End User License Agreements (aka EULA) are more or less the evil side of our everyday work. As an executive, part of my job is to make sure that every product / contract I check is compliant with our company regulation. I cannot apply the Too Long Didn’t Read rule at all, it could be a potential loss for my company due to hidden fees or future lawsuits that any business should avoid.
As a software developer myself, in my early years I applied this rule most of the time, though, blinded by the great availability of “open source” projects, piece of codes, etc. Only later in my growth towards a more executive role, I learned the hard way that “open source” doesn’t always means “free to use”, with a lot degree of grief and blood.
How the code is distributed is not the point, with which license is distributed the code is.
One great example of this is when an open source product suddenly change license from one release to another: developers and even executives upgrade the library to the new version, without double checking if there’s compatibility between the license and code / component usage, that maybe switched to an hybrid commercial model.
But the best case of all was the great adoption of GPL license in my early development years, in the early 2000s. GPL was “the way to go” for having an impressive amount of code and libraries for free. Everybody was applying the TLDR rule, so almost nobody understood that GPL was in fact forcing you to adopt GPL also for YOUR work, exposing companies source code to everyone willing to see it. And don’t get me wrong, it was a totally legit and beautiful thing, given that it was (and still is) the explicit prime directive of the Free Software Foundation. The problem was for businesses, that slowly found this out and were forced to adopt (and pay for) different libraries, if any, or rewrite the code with a sometimes major effort in terms of budget. That also explain why the adoption of the pure GPL license has dropped so much during the years.
Image by Openssource.com
So please, do yourself a favour, and try to avoid TLDR. There’s a reason if someone took the time to write down an end user agreement, and you may be surprised of all the times that I found something weird or incompatible reading it.
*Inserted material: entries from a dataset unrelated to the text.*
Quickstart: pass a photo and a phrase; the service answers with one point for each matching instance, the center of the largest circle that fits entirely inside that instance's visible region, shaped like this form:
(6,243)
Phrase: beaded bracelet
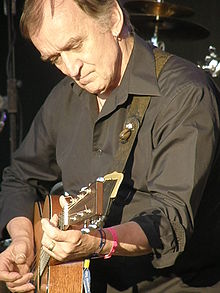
(115,242)
(102,240)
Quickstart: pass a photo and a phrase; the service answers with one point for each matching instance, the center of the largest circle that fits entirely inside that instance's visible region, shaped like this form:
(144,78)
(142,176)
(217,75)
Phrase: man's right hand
(16,260)
(15,264)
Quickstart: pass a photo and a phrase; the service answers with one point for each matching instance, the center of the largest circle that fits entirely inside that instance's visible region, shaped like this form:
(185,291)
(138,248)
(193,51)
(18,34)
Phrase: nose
(72,65)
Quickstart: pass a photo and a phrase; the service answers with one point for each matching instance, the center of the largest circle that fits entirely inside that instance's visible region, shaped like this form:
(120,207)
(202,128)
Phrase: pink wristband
(115,242)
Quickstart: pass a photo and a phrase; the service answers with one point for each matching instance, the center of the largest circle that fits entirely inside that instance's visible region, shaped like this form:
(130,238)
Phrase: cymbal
(168,27)
(152,8)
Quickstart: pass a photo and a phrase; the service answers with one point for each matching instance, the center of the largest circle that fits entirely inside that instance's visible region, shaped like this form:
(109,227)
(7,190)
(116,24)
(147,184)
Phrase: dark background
(37,78)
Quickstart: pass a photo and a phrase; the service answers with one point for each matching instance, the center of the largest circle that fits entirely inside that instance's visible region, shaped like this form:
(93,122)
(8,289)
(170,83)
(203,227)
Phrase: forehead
(66,21)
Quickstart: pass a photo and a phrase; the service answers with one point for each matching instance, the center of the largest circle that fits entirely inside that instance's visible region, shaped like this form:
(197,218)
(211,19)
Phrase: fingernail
(20,258)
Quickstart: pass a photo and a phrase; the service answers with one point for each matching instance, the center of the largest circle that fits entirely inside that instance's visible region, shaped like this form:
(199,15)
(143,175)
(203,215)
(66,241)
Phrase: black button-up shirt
(169,167)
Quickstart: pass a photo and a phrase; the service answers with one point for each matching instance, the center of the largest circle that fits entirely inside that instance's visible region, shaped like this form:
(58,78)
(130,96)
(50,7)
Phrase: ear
(117,20)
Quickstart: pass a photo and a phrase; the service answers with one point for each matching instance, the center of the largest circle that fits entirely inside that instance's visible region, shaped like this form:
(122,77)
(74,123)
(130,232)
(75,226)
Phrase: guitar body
(87,209)
(56,277)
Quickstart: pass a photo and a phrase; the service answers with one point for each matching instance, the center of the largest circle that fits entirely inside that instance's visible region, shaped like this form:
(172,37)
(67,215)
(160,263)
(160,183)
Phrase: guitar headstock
(212,62)
(87,207)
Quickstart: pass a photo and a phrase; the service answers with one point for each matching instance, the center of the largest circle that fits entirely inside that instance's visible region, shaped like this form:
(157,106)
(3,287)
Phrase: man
(159,217)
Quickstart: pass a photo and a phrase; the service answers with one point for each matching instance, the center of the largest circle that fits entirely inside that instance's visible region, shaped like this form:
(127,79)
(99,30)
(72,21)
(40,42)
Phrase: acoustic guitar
(86,209)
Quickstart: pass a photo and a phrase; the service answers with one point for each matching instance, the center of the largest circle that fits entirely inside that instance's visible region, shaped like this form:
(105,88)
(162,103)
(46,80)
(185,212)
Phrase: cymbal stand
(10,11)
(154,39)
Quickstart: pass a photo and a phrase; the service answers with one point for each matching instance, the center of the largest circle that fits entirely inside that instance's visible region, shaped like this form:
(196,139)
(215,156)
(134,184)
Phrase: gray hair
(33,14)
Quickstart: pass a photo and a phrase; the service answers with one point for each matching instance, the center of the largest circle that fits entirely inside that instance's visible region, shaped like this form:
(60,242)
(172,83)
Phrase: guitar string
(44,256)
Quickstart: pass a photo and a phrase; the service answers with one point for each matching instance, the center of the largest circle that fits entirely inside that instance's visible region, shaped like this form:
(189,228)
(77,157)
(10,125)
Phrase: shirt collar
(139,77)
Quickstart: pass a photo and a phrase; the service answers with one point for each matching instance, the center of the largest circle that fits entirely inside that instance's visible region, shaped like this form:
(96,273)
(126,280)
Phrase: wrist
(113,233)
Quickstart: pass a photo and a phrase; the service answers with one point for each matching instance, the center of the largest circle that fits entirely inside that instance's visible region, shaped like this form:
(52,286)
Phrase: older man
(75,137)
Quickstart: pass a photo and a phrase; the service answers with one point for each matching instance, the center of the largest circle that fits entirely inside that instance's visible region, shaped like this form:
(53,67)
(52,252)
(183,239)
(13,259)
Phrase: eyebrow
(71,43)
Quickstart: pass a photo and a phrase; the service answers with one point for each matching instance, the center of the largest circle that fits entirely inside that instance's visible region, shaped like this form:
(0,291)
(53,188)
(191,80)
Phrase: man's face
(80,47)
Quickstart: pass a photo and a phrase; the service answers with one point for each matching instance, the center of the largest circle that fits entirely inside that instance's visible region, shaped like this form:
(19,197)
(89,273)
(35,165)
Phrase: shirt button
(99,152)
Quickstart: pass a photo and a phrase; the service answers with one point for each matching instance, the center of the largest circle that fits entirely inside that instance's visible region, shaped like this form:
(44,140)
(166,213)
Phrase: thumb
(19,253)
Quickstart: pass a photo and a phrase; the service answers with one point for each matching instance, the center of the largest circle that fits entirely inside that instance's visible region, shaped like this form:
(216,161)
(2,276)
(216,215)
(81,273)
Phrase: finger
(25,279)
(52,232)
(9,276)
(23,288)
(54,220)
(62,201)
(19,253)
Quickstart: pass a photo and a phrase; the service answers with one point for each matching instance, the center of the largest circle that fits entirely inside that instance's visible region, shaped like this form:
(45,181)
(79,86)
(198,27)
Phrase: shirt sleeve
(184,139)
(33,170)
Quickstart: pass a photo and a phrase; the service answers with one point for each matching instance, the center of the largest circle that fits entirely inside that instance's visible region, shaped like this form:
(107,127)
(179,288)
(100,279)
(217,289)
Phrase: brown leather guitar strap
(127,136)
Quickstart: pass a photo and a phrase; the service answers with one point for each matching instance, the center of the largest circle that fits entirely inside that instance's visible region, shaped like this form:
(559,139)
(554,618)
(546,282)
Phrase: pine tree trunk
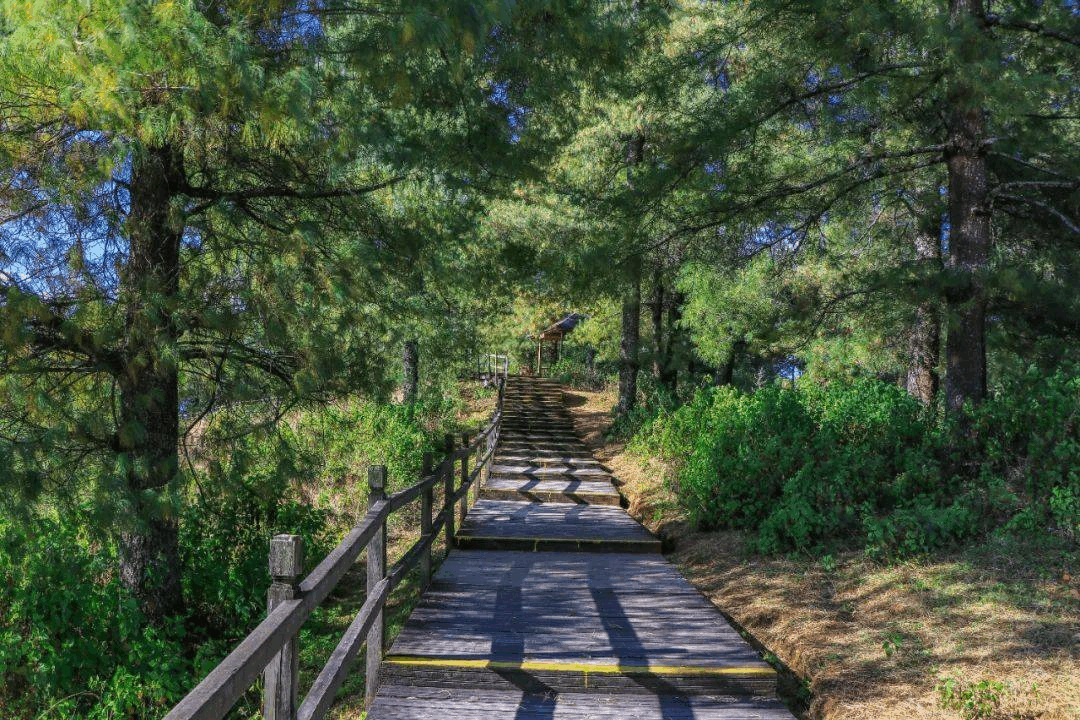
(673,341)
(657,308)
(149,388)
(410,365)
(969,239)
(925,344)
(628,348)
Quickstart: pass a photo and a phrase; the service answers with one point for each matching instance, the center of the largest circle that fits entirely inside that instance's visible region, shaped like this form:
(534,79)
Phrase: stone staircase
(557,606)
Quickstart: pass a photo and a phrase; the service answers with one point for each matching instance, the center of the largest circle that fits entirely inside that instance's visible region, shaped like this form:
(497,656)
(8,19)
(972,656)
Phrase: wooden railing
(493,365)
(271,648)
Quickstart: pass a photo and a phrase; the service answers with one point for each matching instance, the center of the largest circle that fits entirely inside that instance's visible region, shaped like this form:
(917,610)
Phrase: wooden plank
(415,703)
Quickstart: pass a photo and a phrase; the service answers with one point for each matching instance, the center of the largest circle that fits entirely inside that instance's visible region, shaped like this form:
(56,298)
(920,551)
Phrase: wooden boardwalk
(557,605)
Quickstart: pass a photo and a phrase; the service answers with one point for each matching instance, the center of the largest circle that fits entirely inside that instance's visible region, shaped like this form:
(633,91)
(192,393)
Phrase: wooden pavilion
(550,341)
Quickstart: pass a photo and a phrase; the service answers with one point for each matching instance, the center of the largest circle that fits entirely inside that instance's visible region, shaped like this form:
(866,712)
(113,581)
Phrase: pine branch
(1038,28)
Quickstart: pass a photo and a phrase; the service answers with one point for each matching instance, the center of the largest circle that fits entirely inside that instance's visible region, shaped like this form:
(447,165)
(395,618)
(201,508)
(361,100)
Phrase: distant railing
(493,366)
(271,648)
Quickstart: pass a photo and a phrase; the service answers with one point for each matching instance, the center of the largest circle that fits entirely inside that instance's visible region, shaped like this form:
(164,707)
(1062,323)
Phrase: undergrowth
(73,644)
(807,466)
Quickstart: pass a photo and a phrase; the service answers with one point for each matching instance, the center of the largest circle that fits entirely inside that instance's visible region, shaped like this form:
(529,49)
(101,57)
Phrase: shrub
(71,642)
(807,465)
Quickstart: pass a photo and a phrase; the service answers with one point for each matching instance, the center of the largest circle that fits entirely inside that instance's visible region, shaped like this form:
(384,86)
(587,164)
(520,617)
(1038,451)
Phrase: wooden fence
(271,648)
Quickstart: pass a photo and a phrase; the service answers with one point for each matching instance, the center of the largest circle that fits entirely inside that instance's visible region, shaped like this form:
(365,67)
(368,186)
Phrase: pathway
(557,605)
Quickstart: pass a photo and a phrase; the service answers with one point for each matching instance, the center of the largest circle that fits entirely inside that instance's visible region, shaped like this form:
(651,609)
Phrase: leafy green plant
(809,465)
(974,701)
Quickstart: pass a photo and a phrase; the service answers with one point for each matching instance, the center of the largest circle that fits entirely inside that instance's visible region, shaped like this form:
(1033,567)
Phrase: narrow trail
(557,605)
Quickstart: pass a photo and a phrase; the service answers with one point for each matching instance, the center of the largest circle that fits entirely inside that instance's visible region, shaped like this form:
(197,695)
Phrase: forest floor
(990,630)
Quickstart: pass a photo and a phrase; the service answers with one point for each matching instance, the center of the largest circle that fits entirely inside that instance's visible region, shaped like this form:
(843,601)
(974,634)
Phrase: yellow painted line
(579,667)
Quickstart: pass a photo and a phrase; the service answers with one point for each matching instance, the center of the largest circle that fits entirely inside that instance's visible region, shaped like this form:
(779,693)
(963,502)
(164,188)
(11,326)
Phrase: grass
(990,630)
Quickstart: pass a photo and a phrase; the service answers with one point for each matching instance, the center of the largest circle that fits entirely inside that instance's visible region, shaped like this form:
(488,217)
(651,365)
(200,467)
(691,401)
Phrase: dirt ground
(988,632)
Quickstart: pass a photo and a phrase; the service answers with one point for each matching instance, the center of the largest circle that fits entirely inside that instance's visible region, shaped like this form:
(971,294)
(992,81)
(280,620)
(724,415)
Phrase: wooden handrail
(215,695)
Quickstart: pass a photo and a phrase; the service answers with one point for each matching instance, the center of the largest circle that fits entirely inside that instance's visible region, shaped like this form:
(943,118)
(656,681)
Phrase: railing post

Speaking about library and software licenses, this is incredibly important because it can expose you and your company to legal cases it probably doesn’t want to incur.
If reading legal terms is not your piece of cake, you can help yourself using online sites that helps you find out the summary of what you can, what you can’t, and what you must do in order to be compliant. I personally use Software Licenses in Plain English when I don’t know / don’t remember do/dont’s/must of a specific license to focus on the key points (usage, code disclosure, rights) and dig into the details if needed.